A falta desses serviços substitutivos, isso principalmente no interior e na zona norte de Natal que não existe o CAPS II para o atendimento aos casos de transtorno mental, isso gera realmente muitas reinternações daquela região (AUVA).

Atualmente a grande maioria [das reinternações psiquiátricas] se dá por problema de dependência química e abuso de substância. Por uma insuficiência do serviço de acolher e tratar esse tipo de paciente, somando com o grande aumento da incidência de dependência química do uso de substâncias [psicoativas]. Por último, vem o atendimento dos pacientes fora da grande Natal, que terminam vindo para o HJM, tanto por fazer parte do Estado, mas que percebe-se que o atendimento psiquiátrico em algumas cidades, em alguns municípios, deixa a desejar, o que faz com que eles fiquem reinternando regularmente [no HJM] (ALDEBARÃ).

Auva refere a falta de serviços substitutivos ao hospital psiquiátrico e especializados no atendimento do transtorno mental como um fator precipitante para a porta giratória no RN. Ao abordar a questão da deficiência de serviços substitutivos tanto no interior do Estado, quanto na Zona Norte da capital, o profissional entrevistado reforça a relação existente entre as reinternações psiquiátricas e a desassistência após a alta hospitalar.

Já Aldebarã evidencia dois aspectos distintos relacionados à insuficiência dos serviços substitutivos no RN: a problemática da dependência química e o atendimento que

“deixa a desejar” em municípios do interior.

A dependência química, primeiro aspecto contemplado por Aldebarã, aparece pela terceira vez ao longo desta análise. Inicialmente, tal problemática surge relacionada ao aumento na demanda por atendimento na urgência do HJM. A segunda referência contempla a contribuição da dependência química para as reinternações psiquiátricas. Agora tal situação- problema emerge em um contexto de insuficiência de serviços territoriais que ofereçam cobertura adequada a esta demanda específica.
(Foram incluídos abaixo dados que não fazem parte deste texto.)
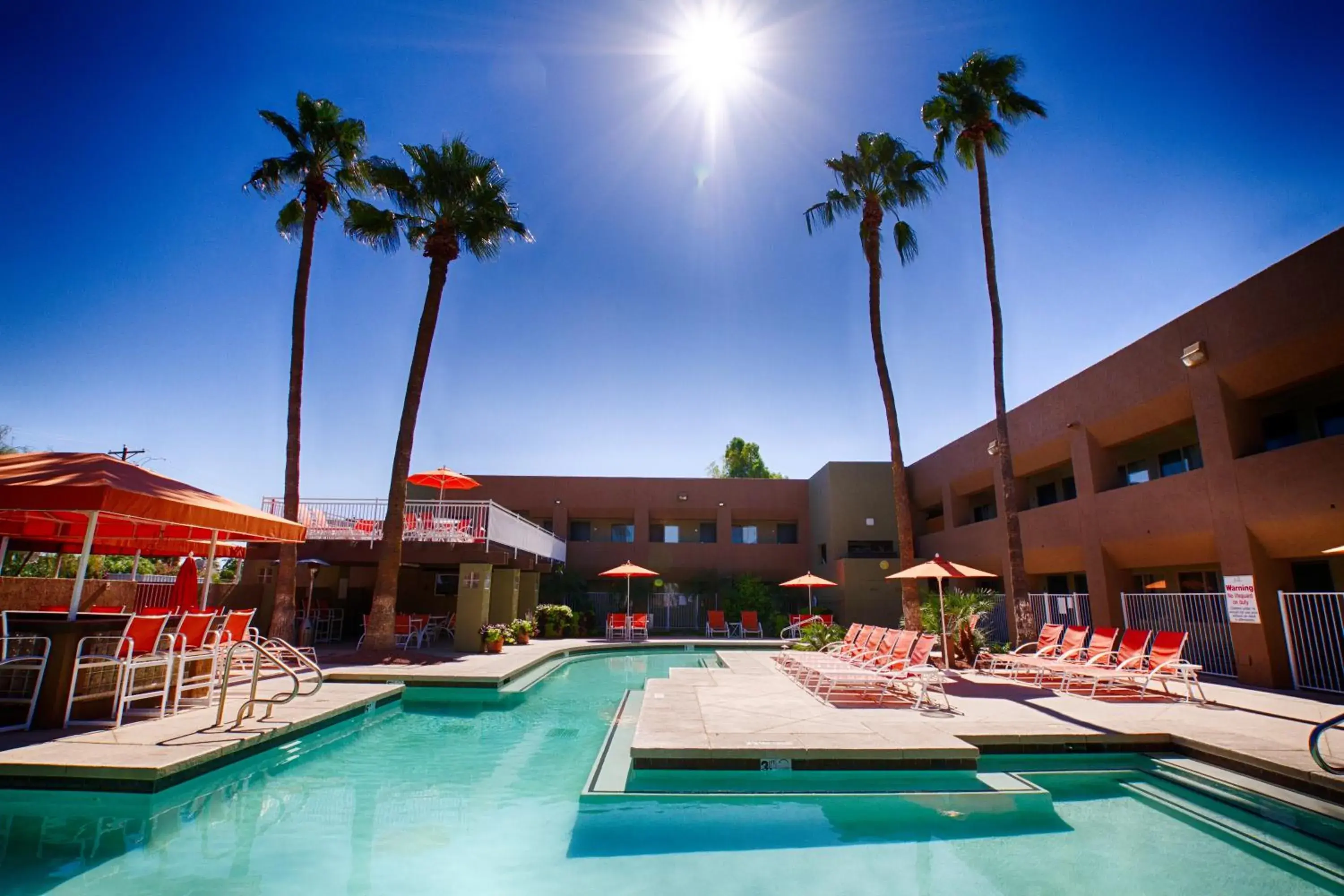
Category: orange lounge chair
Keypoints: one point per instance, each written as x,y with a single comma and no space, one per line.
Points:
1045,644
1163,665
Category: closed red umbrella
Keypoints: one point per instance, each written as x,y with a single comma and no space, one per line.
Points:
186,587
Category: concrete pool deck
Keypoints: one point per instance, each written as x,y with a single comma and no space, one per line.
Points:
749,711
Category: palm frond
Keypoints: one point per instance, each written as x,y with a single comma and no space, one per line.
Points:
291,221
371,226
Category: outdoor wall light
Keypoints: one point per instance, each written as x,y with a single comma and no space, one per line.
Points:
1194,355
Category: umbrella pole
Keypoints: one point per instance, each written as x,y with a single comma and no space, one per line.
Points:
943,626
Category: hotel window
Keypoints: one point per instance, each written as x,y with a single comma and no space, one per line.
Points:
1281,431
1331,420
664,532
1180,460
1135,472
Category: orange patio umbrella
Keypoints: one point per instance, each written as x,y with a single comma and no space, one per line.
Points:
185,587
629,571
808,582
443,478
940,569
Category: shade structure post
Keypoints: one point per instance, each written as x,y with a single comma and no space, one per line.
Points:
943,628
77,593
210,566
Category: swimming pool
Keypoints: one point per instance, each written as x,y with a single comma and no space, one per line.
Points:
480,793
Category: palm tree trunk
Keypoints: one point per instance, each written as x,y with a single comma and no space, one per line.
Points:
900,484
383,616
1017,579
283,610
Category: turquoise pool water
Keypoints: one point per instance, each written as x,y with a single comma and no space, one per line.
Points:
461,797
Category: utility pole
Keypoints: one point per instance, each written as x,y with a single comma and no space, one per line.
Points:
125,453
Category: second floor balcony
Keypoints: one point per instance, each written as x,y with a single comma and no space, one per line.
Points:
444,521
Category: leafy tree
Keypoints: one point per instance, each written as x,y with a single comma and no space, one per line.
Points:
452,199
742,461
7,445
883,177
968,113
326,163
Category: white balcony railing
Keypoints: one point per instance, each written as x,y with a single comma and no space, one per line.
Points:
447,521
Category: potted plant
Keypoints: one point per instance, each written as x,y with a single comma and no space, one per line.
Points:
522,630
492,637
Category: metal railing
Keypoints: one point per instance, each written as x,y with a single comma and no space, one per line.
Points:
443,521
1072,609
1201,616
1314,626
1314,743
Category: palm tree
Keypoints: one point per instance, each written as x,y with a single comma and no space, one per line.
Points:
969,113
326,164
452,199
883,175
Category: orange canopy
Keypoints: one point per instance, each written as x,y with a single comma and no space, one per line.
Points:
808,582
628,570
112,547
443,478
940,569
49,496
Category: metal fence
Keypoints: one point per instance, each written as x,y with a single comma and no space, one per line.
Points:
1314,625
1202,616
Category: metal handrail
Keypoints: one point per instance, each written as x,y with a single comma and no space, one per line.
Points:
246,710
1314,743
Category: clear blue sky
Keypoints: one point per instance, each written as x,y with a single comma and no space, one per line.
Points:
672,297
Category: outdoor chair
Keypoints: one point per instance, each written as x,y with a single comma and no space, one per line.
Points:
640,626
23,663
129,668
1043,645
195,657
1163,665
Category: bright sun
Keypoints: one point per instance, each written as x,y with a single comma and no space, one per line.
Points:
713,53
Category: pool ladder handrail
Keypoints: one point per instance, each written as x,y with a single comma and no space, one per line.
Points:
280,696
1314,743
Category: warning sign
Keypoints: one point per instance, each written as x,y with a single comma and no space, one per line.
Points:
1241,598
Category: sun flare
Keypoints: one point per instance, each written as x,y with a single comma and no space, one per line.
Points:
714,53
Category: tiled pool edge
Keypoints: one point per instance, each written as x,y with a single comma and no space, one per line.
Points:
30,775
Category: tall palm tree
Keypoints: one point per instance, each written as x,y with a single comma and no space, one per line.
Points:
449,201
969,112
883,177
326,164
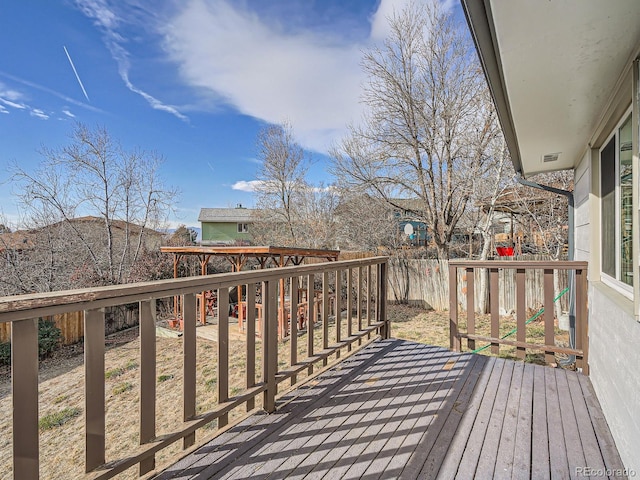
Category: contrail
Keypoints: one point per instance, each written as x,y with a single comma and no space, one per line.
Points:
76,72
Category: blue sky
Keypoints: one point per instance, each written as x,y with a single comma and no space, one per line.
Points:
193,80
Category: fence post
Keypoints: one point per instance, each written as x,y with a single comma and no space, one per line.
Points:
454,339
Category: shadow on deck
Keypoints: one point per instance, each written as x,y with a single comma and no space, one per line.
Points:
399,409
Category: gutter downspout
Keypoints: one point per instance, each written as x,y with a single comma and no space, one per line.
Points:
572,274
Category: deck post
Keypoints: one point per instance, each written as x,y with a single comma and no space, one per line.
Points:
24,383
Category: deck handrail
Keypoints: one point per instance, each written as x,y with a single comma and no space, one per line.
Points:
354,279
580,350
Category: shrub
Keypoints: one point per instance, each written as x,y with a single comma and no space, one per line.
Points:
49,337
121,388
57,419
5,353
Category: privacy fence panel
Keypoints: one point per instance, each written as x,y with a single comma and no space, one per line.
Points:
426,283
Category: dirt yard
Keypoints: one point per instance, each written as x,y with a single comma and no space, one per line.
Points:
62,390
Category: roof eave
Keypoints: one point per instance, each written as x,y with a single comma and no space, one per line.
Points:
480,21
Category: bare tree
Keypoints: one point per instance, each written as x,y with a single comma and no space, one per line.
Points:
281,183
92,177
430,124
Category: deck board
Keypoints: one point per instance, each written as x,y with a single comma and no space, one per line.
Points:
400,409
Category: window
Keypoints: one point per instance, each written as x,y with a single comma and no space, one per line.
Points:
616,187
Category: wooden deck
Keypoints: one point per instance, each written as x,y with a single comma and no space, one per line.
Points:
400,409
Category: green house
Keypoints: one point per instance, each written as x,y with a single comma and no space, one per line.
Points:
225,226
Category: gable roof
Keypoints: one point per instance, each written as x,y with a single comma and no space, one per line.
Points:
224,215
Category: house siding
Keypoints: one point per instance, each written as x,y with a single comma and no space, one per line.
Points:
222,233
613,370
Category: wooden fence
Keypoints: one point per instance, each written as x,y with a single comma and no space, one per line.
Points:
327,341
426,283
71,324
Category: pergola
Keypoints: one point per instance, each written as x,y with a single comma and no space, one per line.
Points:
238,256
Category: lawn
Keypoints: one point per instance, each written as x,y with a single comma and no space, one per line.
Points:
62,389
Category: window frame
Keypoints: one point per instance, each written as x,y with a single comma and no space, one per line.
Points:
615,282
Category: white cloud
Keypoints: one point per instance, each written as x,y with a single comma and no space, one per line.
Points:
245,186
309,79
19,106
107,19
36,112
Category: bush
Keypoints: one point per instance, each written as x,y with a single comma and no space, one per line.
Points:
58,419
5,353
49,337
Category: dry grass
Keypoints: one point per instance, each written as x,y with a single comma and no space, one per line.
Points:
432,327
62,443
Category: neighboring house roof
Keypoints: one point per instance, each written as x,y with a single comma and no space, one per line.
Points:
225,215
20,240
119,224
552,68
24,239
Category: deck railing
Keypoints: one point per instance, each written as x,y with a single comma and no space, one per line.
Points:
358,287
517,336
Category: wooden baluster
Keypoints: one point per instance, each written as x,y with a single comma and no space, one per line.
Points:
312,315
94,389
293,323
223,352
24,384
471,307
454,338
189,364
349,305
325,314
270,343
521,311
147,311
495,309
251,342
549,336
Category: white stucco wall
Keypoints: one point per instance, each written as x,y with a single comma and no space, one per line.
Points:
614,334
614,361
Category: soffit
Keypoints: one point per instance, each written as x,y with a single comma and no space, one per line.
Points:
559,62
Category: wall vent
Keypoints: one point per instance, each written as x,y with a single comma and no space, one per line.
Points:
550,157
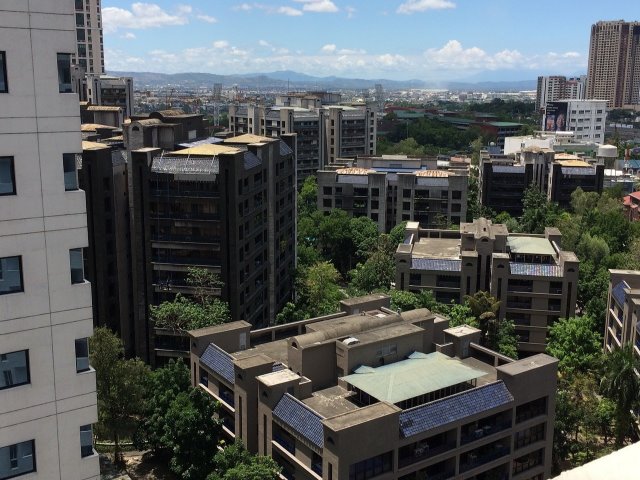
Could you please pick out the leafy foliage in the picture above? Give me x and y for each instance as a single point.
(191, 434)
(620, 383)
(575, 343)
(119, 385)
(235, 463)
(202, 309)
(161, 389)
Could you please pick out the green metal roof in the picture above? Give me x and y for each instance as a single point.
(418, 375)
(530, 245)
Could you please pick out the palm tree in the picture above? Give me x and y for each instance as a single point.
(620, 382)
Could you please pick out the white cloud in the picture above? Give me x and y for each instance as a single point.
(329, 48)
(318, 6)
(289, 11)
(413, 6)
(207, 18)
(142, 16)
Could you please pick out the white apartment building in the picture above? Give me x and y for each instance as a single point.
(47, 388)
(586, 118)
(90, 47)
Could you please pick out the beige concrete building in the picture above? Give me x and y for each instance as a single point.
(623, 308)
(47, 387)
(396, 188)
(614, 55)
(371, 393)
(534, 279)
(89, 53)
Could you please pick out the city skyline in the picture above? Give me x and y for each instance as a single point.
(433, 40)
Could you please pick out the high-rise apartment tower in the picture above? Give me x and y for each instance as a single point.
(90, 47)
(47, 387)
(614, 63)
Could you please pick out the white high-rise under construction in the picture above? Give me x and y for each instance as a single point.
(47, 387)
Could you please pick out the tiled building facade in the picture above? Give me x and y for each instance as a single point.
(533, 278)
(370, 393)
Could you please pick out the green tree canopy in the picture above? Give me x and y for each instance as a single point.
(234, 462)
(192, 434)
(119, 385)
(575, 343)
(161, 389)
(620, 383)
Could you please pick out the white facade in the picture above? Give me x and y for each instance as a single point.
(587, 118)
(44, 400)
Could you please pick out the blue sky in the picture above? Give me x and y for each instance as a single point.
(395, 39)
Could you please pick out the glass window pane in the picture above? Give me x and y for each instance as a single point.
(70, 171)
(7, 176)
(3, 73)
(17, 459)
(10, 275)
(82, 355)
(64, 72)
(14, 369)
(76, 262)
(86, 441)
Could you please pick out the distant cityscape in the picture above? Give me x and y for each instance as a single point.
(346, 278)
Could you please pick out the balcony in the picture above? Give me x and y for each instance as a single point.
(187, 193)
(185, 238)
(422, 450)
(475, 460)
(485, 431)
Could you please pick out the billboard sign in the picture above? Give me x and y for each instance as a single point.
(555, 117)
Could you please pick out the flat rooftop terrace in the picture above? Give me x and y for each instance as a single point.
(437, 248)
(420, 374)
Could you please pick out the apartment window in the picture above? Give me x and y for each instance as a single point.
(76, 261)
(14, 369)
(64, 73)
(82, 355)
(86, 441)
(17, 459)
(11, 275)
(70, 171)
(4, 87)
(7, 176)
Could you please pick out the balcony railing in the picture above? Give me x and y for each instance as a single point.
(485, 431)
(284, 443)
(422, 452)
(475, 461)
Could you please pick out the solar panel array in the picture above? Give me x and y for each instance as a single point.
(535, 269)
(304, 421)
(441, 265)
(219, 362)
(454, 408)
(251, 160)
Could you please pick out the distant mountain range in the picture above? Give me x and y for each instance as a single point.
(295, 80)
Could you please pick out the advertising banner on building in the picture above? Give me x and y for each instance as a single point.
(555, 117)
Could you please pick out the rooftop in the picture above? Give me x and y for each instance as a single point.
(419, 375)
(530, 245)
(248, 138)
(437, 247)
(207, 150)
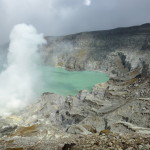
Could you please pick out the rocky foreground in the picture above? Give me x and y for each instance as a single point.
(114, 115)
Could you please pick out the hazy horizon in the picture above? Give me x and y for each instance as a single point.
(58, 18)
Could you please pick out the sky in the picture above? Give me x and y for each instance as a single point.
(63, 17)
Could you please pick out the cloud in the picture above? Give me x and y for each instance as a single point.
(87, 2)
(61, 17)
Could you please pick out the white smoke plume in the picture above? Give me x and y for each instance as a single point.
(87, 2)
(19, 81)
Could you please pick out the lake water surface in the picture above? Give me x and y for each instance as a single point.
(63, 82)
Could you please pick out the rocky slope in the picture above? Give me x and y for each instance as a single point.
(114, 115)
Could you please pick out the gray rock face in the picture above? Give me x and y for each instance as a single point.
(120, 105)
(111, 51)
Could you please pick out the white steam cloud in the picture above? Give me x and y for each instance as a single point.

A este respeito, reiteramos a inexistência no RN de serviços tipo CAPSad III para oferecer o suporte necessário ao usuário dependente químico que necessite de internação na

crise, além da quantidade reduzida de leitos na UD do HJM (16 leitos para atender a toda a demanda estadual) e dos poucos leitos disponíveis nos hospitais gerais do Estado frente a magnitude da demanda.

O segundo aspecto abordado por Aldebarã é a má qualidade do atendimento extra- hospitalar em saúde mental dispensado em cidades do interior do Estado, fato que contribui para as reinternações de usuários dessas localidades devido a indisponibilidade de acompanhamento territorial adequado.

Em relação às internações psiquiátricas do Estado, estudo de Bezerra e Dimenstein (2011) divulga que em um universo de 2.516 internações realizadas em uma instituição psiquiátrica do RN no período de janeiro de 2007 a julho de 2008, 1.088 foram provenientes de municípios do interior do Estado, este quantitativo corresponde a 43,24% do total de internações na referida instituição no período citado.

A insuficiência dos serviços de saúde mental também é explorada por Régulus, como podemos observar no discurso seguinte:

Em relação à desassistência, tem dois aspectos aí. Um que seria da rede insuficiente e o outro, a falta de dispositivos dessa rede, de busca ativa e de buscar as pessoas que não estão inseridas nessa rede. Existem muitas situações de serviços do interior [CAPS], mesmo daqui, que eles funcionam muito pra dentro do serviço, eles não conseguem estar no território. Não consegue fazer busca ativa, não consegue está dentro da unidade básica, não consegue está dentro das casas das pessoas. Então, muitas vezes, as pessoas acabam também tendo essa cultura, perpetuando essa cultura de que o CAPS não é um lugar de tratamento (RÉGULUS).

No recorte acima, Régulus ressalta dois aspectos interessantes e que, a nosso ver, enriquecem a discussão sobre a desassistência pós-alta em saúde mental: a deficiência na busca ativa e a já discutida perpetuação da cultura do hospital como o locus de tratamento para o transtorno mental.

A busca ativa, originalmente entendida como um procedimento meramente técnico e instrumento de vigilância epidemiológica passou a ser compreendida também como uma postura política de trabalho no território. Para Lemke e Silva (2010, p. 285-6) a transmudação de sentido assumida pela busca ativa “provocou o deslocamento de um mero identificar um quadro sintomático para o movimento de acessar o território do usuário,

estabelecer vínculo terapêutico e se integrar ao seu meio cultural.”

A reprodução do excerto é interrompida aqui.